Diese Ähnlichkeit war aber nur äußerlich. Dem Gemüt nach, hätten die beiden unterschiedlicher nicht sein können. Dave hatte ein ausgesprochen sonniges Gemüt; er lachte viel und war stets zu Scherzen und Albernheiten aufgelegt. Der Schalk saß ihm im Nacken, wie der Volksmund zu sagen pflegt. Er lernte erstaunlich schnell und zwar nicht nur theoretisches Wissen, sondern auch manuelle Fertigkeiten. Er konnte schon im Alter von 10 Monaten wie ein Wiesel laufen und mit einem Jahr gebrauchte er selbstständig beim Essen den Löffel.
Mit fünf Jahren erstaunte er alle mit seinem phänomenalen Gedächtnis sowie mit seinem Zeichentalent. Unter der Anleitung seiner Mutter, hatte er sich außerdem mehr oder weniger selbst das Lesen und das Flötenspielen beigebracht. Mit 10 schenkte er seiner Mutter zum Geburtstag Kohlezeichnungen mit den Porträts aller ihrer 6 Kinder. Die Zeichnungen gaben ihre Modelle erstaunlich ähnlich wieder.
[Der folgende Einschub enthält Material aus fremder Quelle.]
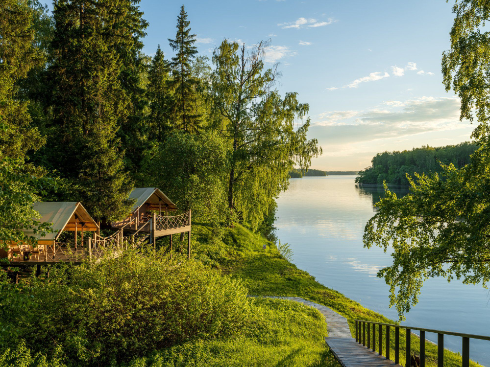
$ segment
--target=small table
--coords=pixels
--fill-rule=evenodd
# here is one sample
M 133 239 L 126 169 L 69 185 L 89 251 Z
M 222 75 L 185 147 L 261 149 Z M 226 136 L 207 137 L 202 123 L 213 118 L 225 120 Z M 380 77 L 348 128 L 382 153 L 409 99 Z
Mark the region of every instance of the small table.
M 28 261 L 30 260 L 30 251 L 24 251 L 23 253 L 24 261 Z

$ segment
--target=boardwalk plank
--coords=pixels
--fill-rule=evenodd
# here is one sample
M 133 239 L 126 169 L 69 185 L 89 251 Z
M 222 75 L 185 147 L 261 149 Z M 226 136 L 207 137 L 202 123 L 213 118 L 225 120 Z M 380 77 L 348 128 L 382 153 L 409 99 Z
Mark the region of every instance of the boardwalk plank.
M 347 319 L 331 308 L 300 297 L 264 297 L 266 298 L 299 302 L 320 311 L 320 313 L 325 317 L 328 330 L 328 336 L 325 338 L 325 341 L 343 367 L 393 367 L 399 366 L 386 359 L 385 357 L 379 355 L 377 353 L 362 344 L 356 343 L 350 333 Z

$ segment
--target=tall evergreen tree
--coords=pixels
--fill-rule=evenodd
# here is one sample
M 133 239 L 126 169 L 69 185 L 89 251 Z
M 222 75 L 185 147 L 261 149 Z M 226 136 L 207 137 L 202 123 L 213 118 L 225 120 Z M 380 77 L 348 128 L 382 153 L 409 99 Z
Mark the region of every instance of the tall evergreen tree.
M 117 136 L 125 151 L 124 161 L 133 178 L 141 173 L 148 142 L 146 121 L 148 99 L 143 80 L 147 71 L 146 56 L 142 53 L 148 23 L 143 19 L 139 3 L 140 0 L 121 0 L 116 3 L 122 11 L 113 14 L 122 25 L 115 30 L 122 37 L 115 47 L 121 62 L 118 79 L 128 101 L 127 115 L 118 116 Z
M 133 42 L 121 16 L 124 6 L 111 0 L 59 0 L 54 6 L 53 159 L 73 184 L 72 200 L 99 220 L 124 216 L 130 204 L 131 184 L 116 137 L 130 103 L 119 77 L 118 50 Z
M 196 114 L 195 110 L 196 87 L 198 82 L 193 77 L 192 69 L 197 48 L 194 46 L 196 35 L 191 33 L 190 24 L 183 5 L 177 17 L 175 39 L 169 39 L 170 46 L 176 51 L 171 64 L 173 77 L 170 83 L 174 91 L 176 124 L 186 132 L 197 132 L 201 117 Z
M 150 135 L 159 142 L 170 130 L 172 95 L 168 84 L 170 66 L 158 45 L 148 72 L 148 96 L 150 100 Z
M 0 2 L 0 155 L 15 158 L 44 142 L 30 126 L 28 102 L 19 95 L 19 81 L 43 61 L 35 43 L 33 14 L 27 0 Z

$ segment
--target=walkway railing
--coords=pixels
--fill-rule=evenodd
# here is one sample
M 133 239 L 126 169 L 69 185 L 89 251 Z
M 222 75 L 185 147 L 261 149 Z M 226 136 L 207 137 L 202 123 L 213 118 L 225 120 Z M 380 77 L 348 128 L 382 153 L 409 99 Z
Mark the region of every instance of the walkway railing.
M 370 348 L 373 352 L 376 351 L 376 325 L 378 326 L 378 354 L 382 355 L 383 351 L 383 327 L 385 326 L 385 346 L 386 349 L 386 359 L 391 359 L 390 356 L 390 329 L 393 328 L 395 336 L 395 356 L 394 363 L 399 363 L 400 360 L 400 329 L 405 330 L 405 366 L 410 367 L 410 356 L 412 355 L 411 335 L 412 330 L 417 330 L 420 332 L 420 367 L 425 366 L 425 333 L 435 333 L 437 334 L 437 366 L 444 366 L 444 336 L 453 335 L 461 337 L 463 343 L 463 367 L 469 367 L 469 340 L 480 339 L 481 340 L 490 341 L 490 337 L 483 335 L 475 335 L 472 334 L 463 334 L 462 333 L 455 333 L 452 331 L 443 331 L 433 329 L 425 329 L 421 327 L 414 327 L 405 326 L 401 325 L 385 323 L 384 322 L 376 322 L 366 321 L 365 320 L 355 320 L 356 323 L 356 342 L 359 344 L 362 344 Z M 370 331 L 370 329 L 371 330 Z M 366 332 L 367 332 L 367 333 Z M 372 334 L 372 338 L 371 338 Z M 367 335 L 367 341 L 366 336 Z
M 179 215 L 155 216 L 155 230 L 166 230 L 191 225 L 191 210 Z
M 108 237 L 95 234 L 94 238 L 88 239 L 89 256 L 98 257 L 108 250 L 122 250 L 124 237 L 122 229 Z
Angesichts dieses Talents, haderte sein Vater mit seinen puritanischen Grundsätzen, nämlich stets eifrig und freudlos zu arbeiten und gottgefällig (wie Calvin es verstand) zu leben. Jeglicher Frohsinn und Zurschaustellung von Fertigkeiten waren ihm ein Gräuel.
Zwar konnte er Dave gute Manieren und ein jederzeit ehrerbietiges Benehmen nicht absprechen, dessen Herumalbern, dessen ausgelassenes Lachen und sein Flötenspiel waren ihm jedoch ein Dorn im Auge. Dave musste zur Strafe wiederholt viele Stunden allein in seiner Dachkammer verbringen.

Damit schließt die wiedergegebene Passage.